Anywhere between 2,40,000 and 10,00,000 people took to the streets in Hong Kong, and clashed with police, protesting a proposed law that will allow those facing criminal charges in the former British colony to be extradited to mainland China. The scale of the protests, the largest since Hong Kong ceased to be a British colony in 1997, is staggering.
The hope for retaining the residues of autonomy it carries vis a vis China is more subdued. For, in the year that marks the 30th anniversary of the Tiananmen Square protests, the message from the brutal way in which that movement was crushed remains very much alive.
In the 1980s, a new China had emerged, one which welcomed free trade, where Deng Xiaoping’s “Socialism with Chinese characteristics” had puritan Marxists wondering what was left of socialism. That question was answered, with extreme prejudice, when students and then other sections of society tried to demand democratic reforms to accompany those to the economy. The Communist Party made it clear it was in control, that free markets can thrive without free people, by killing and injuring thousands. The new social contract that was put in place in China in the late 1980s seems to have held.
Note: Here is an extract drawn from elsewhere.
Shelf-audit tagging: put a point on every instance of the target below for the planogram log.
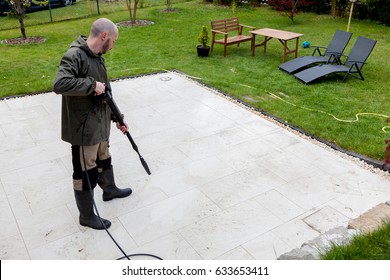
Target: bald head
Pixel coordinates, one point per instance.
(103, 35)
(103, 25)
With China’s superpower status and its technological advancement, the mechanisms of control at the disposal of the state have only become deeper. Since its accession to China, a condition of which was that Hong Kong would maintain its public institutions, including courts, the contradiction of a relatively free and prosperous Hong Kong in the Party-controlled country has remained.
The current protests are heartening since they show denizens will fight to protect their autonomy. But at Tiananmen Square, the writing is still on the wall.